Precision agriculture, digital traceability, improved post-harvest handling and higher cracking percentages will be critical. Processing plants must maximise healthy kernel recovery while minimising waste.
At the same time, market development remains vital. Premium positioning, value-added products and targeted consumer education in key export markets could help rebuild margins over time.
“We have a world-class product,” Allen said. “Market development and product innovation is where the biggest long-term returns lie.”
Industry Reflection at Ambermacs Expo
The Ambermacs Macadamia Expo, held on 5–6 February in White River, drew around 3 000 attendees and more than 150 exhibitors. The programme focused heavily on precision farming, pest management, irrigation innovation and traceability technologies such as blockchain.
Against a backdrop of rising input costs and tightening credit conditions, the event reflected an industry pivoting from rapid expansion to strategic consolidation.
A Critical Five-Year Window
Despite current pressures, Allen struck a cautiously optimistic tone. He believes that if South Africa maintains local processing capacity, enforces capital discipline and relentlessly improves efficiency, the industry can emerge stronger.

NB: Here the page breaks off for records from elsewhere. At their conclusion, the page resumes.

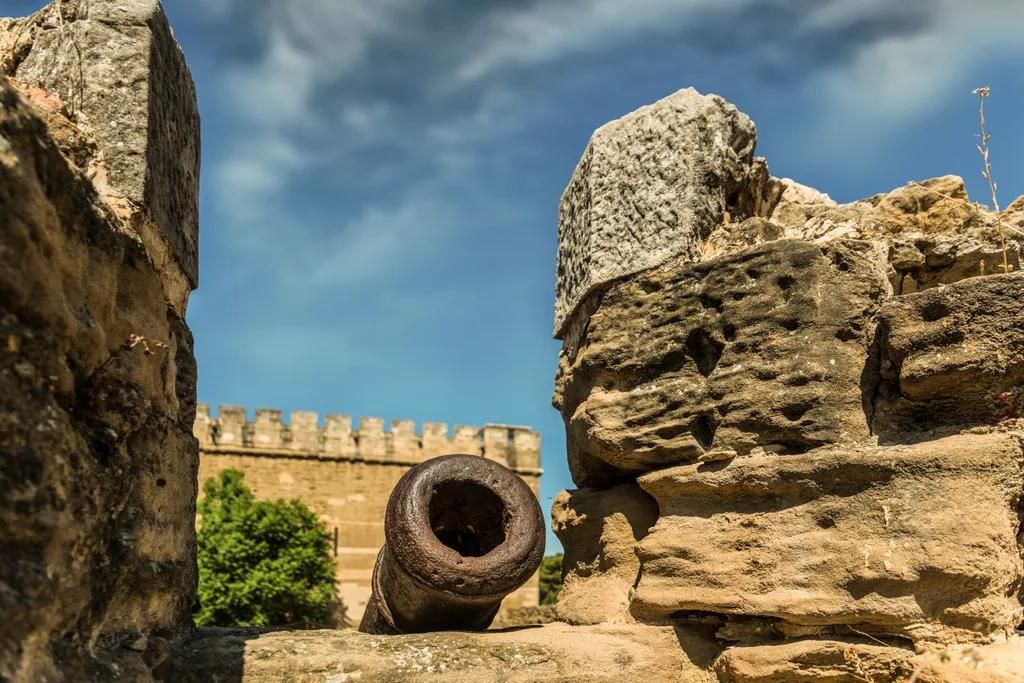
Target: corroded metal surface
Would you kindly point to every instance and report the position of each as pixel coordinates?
(461, 532)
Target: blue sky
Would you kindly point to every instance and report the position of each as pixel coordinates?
(381, 179)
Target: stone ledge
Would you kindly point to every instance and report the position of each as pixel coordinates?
(549, 652)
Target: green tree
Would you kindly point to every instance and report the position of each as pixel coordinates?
(551, 579)
(261, 562)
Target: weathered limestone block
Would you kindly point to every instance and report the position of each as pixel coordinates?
(934, 235)
(553, 652)
(814, 660)
(763, 348)
(116, 66)
(950, 355)
(97, 378)
(649, 187)
(915, 541)
(599, 529)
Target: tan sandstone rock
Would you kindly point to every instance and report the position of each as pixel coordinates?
(919, 541)
(949, 356)
(763, 348)
(815, 660)
(117, 68)
(934, 235)
(97, 379)
(649, 187)
(600, 530)
(551, 652)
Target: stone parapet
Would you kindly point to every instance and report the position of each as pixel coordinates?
(515, 446)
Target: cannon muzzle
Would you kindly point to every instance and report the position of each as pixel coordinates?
(461, 532)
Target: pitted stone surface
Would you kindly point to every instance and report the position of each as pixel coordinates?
(918, 541)
(649, 187)
(553, 652)
(949, 356)
(763, 348)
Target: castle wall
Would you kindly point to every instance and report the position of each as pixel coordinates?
(346, 475)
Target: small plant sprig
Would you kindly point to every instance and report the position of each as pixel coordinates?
(986, 169)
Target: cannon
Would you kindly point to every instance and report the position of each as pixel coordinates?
(460, 534)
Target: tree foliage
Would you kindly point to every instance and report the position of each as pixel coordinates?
(551, 579)
(261, 562)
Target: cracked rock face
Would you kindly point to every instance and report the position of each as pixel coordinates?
(97, 378)
(759, 349)
(600, 530)
(122, 78)
(824, 399)
(919, 541)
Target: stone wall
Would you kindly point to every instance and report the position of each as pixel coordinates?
(97, 379)
(346, 475)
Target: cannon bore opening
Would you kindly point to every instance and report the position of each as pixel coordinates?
(467, 517)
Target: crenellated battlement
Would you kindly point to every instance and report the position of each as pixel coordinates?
(304, 435)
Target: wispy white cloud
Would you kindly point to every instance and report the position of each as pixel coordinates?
(898, 78)
(304, 97)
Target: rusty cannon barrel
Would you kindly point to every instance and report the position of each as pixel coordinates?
(461, 532)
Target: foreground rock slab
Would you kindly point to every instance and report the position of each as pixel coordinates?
(916, 541)
(117, 67)
(97, 377)
(551, 652)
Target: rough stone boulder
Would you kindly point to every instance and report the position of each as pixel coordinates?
(600, 530)
(97, 379)
(759, 349)
(649, 187)
(949, 356)
(551, 652)
(933, 233)
(916, 541)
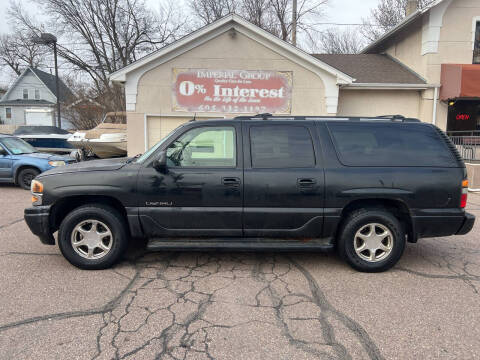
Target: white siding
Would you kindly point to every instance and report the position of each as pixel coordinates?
(31, 82)
(18, 114)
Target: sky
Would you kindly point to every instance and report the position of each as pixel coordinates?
(336, 11)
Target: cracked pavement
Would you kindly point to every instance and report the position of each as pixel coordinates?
(236, 305)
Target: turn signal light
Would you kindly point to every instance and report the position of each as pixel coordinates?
(36, 187)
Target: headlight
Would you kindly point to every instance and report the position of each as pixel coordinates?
(57, 163)
(37, 192)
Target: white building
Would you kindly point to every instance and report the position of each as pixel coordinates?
(32, 98)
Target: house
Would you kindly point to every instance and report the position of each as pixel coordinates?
(31, 100)
(441, 43)
(232, 67)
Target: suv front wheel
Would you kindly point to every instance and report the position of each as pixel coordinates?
(371, 240)
(93, 237)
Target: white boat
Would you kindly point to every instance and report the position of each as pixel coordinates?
(107, 140)
(49, 139)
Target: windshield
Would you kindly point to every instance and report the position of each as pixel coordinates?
(17, 146)
(149, 152)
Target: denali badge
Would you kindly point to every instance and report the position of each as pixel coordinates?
(158, 203)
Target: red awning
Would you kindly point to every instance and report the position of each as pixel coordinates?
(460, 80)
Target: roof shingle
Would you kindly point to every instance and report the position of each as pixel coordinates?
(49, 81)
(371, 68)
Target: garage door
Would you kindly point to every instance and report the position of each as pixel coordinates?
(159, 127)
(38, 117)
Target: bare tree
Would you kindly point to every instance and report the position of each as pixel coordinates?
(386, 15)
(210, 10)
(274, 16)
(98, 37)
(17, 52)
(333, 41)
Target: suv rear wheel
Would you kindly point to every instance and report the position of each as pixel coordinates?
(93, 237)
(372, 240)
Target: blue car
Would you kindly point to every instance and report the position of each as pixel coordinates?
(20, 162)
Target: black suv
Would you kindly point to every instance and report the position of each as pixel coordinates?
(362, 185)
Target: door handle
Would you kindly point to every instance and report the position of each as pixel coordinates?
(231, 181)
(304, 182)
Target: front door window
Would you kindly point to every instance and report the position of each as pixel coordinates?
(204, 147)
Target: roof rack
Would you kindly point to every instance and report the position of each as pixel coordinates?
(267, 116)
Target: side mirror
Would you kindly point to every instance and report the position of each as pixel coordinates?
(160, 163)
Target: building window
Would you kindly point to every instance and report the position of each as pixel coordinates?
(476, 45)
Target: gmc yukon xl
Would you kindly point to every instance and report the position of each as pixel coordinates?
(364, 186)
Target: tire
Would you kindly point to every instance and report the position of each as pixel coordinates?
(86, 226)
(25, 177)
(369, 226)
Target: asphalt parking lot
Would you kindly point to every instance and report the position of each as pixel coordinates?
(236, 305)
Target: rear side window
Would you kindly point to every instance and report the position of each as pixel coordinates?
(389, 145)
(281, 146)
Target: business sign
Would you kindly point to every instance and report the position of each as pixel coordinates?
(232, 91)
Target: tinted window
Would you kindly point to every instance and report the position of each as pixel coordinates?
(281, 146)
(389, 145)
(204, 147)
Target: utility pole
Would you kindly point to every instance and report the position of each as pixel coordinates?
(57, 87)
(49, 39)
(294, 23)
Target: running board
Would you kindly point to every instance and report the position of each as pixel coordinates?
(238, 244)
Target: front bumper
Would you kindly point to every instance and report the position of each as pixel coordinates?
(38, 220)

The next five years will test balance sheets, strategic discipline and management skill. But they may also correct excesses from the boom years and lay the foundation for a more resilient sector.
For the South Africa macadamia industry, the challenge is clear: protect value addition at home, control costs aggressively, and develop markets patiently.
If these steps are taken, the country can retain its leadership in global macadamias—not just as a producer, but as a value-added powerhouse.